Title: Defining Hard and Soft Tissue Asymmetry Using 3-dimensional CBCT Analysis
Marisa Reason (Presenter)
David Briss, Boston University
Objectives: The aim of the study is to establish appropriate, reproducible soft tissue landmarks and a bony counterpart in CBCT images, evaluate the correlation between the skeletal and soft-tissue landmarks, and use the measurement correlations to objectively define asymmetry to discover where asymmetries originate.
Methods: Pre-treatment Cone Beam Computed Tomography (CBCT) films of 160 esthetic human subjects previously used by another investigator were screened for use. The DICOM files were imported into InVivoDental5.3 software (AnatomageTM; San Jose, Calif.) for screening and 60 CBCT scans were selected for analysis. A soft tissue mask was created on all scanned images. 17 anatomic bony and soft tissue landmarks were identified in all three planes of space. The reference planes were defined as Nasion (x), Midpoint of Clinoid Processes (y), and the most inferior point of the inter-maxillary suture (z). Each landmark was given an (x,y,z) coordinate and bilateral linear measurements to the reference planes were recorded. Ratios were established between the soft tissue point and bony tissue counterpart in all three planes. InVivoDental5.3 software was used to calculate linear distances between each landmark and the reference planes. Descriptive statistics of our sample and correlation analyses were performed. The mean average and standard deviation of each landmark was calculated. Also the correlations between the respective hard and soft tissue landmarks were calculated.

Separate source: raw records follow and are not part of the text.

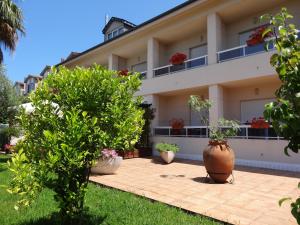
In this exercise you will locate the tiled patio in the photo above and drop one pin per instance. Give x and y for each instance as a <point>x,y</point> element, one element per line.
<point>252,199</point>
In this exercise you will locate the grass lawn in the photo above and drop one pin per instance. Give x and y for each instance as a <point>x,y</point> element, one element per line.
<point>106,206</point>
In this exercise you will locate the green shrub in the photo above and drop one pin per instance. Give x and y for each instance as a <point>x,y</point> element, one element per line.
<point>164,147</point>
<point>76,114</point>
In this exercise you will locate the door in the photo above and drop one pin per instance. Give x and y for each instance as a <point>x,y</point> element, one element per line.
<point>253,108</point>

Results: A comparison between the hard and soft tissue landmark means was accomplished with the use of paired t-tests. It was founded that hard and soft tissue landmarks do have positive correlations, but four landmarks existed which showed statistical difference in location relative to the reference planes (p<.0.05).
Conclusions: The trend of the data indicates a significant relationship between the soft and hard tissue points in CBCT images. The statistically significant skeletal and corresponding soft tissue landmarks, could be due to tracing error, given the indiscrete location of some of the landmarks. However, these results could lead further researchers to use this information to discover the reasons behind the location differences, and start to define where asymmetries initiate in the skeleton and overlying facial soft tissue.